Я по этой собственной тропе ходил почти три года. На ней хорошо писались стихи. Бывало, вернешься из поездки, соберешься на тропу и непременно какую-нибудь строфу выходишь на этой тропе. Я привык к тропе, стал бывать на ней, как в лесном рабочем кабинете. Помню, как в предзимнюю пору холодом, льдом уже схватывало грязь на тропе, и грязь будто засахаривалась, как варенье. И двумя осенями перед снегом я приходил на эту тропу – оставить глубокий след, чтобы на моих глазах затвердел он на всю зиму. И весной, когда снег стаял, я видел мои прошлогодние метки, ступал в старые следы, и стихи писались снова легко. Зимой, конечно, этот кабинет мой пустовал: мороз не дает думать, писать можно только в тепле. А летом я знал все наперечет, все было гораздо пестрей, чем зимой, на этой волшебной тропе – стланик, и лиственницы, и кусты шиповника неизменно приводили какое-нибудь стихотворение, и если не вспоминались чужие стихи подходящего настроения, то бормотались свои, которые я, вернувшись в избу, записывал.

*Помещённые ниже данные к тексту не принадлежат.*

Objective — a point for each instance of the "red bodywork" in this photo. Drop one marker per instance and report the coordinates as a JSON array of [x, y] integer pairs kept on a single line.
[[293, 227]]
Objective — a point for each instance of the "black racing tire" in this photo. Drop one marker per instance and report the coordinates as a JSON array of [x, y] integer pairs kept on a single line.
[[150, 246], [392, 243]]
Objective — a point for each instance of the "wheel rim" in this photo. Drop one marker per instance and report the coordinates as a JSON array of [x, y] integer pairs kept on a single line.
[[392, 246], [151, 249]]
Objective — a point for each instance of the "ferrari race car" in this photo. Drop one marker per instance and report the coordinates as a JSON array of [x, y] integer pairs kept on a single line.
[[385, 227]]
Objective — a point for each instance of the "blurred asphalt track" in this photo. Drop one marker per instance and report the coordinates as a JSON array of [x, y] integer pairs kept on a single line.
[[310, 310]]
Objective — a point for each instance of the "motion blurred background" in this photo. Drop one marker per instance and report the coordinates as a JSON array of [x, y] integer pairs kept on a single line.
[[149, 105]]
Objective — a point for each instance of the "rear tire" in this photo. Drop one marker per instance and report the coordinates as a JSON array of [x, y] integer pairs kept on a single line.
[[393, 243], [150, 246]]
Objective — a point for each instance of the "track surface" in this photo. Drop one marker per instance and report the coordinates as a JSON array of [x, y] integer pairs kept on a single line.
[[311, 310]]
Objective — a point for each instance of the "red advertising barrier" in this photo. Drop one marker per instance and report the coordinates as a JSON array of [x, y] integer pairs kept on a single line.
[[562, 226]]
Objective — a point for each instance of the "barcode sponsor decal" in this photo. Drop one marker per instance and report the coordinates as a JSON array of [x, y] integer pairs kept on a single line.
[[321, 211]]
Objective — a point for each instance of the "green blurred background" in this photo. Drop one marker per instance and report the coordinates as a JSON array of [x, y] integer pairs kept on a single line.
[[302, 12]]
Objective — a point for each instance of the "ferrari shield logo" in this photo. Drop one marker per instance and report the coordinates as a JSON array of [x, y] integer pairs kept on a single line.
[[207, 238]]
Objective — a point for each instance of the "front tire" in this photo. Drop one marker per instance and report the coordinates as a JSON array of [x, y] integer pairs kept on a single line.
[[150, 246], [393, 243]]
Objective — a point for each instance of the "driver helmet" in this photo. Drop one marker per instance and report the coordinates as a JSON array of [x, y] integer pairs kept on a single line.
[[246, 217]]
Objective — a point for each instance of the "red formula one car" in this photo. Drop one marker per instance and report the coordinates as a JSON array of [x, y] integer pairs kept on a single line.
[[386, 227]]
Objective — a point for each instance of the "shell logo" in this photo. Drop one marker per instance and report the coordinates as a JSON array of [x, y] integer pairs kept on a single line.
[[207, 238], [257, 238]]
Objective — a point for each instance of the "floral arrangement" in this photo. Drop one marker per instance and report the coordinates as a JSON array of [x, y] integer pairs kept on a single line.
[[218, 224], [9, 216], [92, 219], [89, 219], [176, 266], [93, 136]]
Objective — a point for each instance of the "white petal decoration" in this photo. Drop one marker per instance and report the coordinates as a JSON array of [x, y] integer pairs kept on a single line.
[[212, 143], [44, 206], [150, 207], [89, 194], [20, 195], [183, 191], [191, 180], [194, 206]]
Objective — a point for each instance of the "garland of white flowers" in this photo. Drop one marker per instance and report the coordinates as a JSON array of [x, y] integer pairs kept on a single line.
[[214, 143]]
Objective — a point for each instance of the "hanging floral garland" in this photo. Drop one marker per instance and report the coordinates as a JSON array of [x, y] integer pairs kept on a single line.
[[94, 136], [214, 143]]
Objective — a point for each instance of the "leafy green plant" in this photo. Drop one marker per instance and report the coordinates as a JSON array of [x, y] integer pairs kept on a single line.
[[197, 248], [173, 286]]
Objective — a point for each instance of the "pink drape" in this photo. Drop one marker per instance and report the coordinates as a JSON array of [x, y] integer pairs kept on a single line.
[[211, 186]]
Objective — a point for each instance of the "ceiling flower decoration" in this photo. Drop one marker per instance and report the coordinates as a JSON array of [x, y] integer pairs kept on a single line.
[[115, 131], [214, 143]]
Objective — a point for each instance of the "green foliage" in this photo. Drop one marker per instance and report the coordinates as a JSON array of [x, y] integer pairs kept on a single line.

А на третье лето по моей тропе прошел человек. Меня в то время не было дома, я не знаю, был ли это какой-нибудь странствующий геолог, или пеший горный почтальон, или охотник – человек оставил следы тяжелых сапог. С той поры на этой тропе стихи не писались. Чужой след был оставлен весной, и за все лето я не написал на этой тpoпe ни строчки. А к зиме меня перевели в другое место, да я и не жалел – тропа была безнадежно испорчена.

Вот об этой тропе много раз пытался я написать стихотворение, но так и не сумел написать.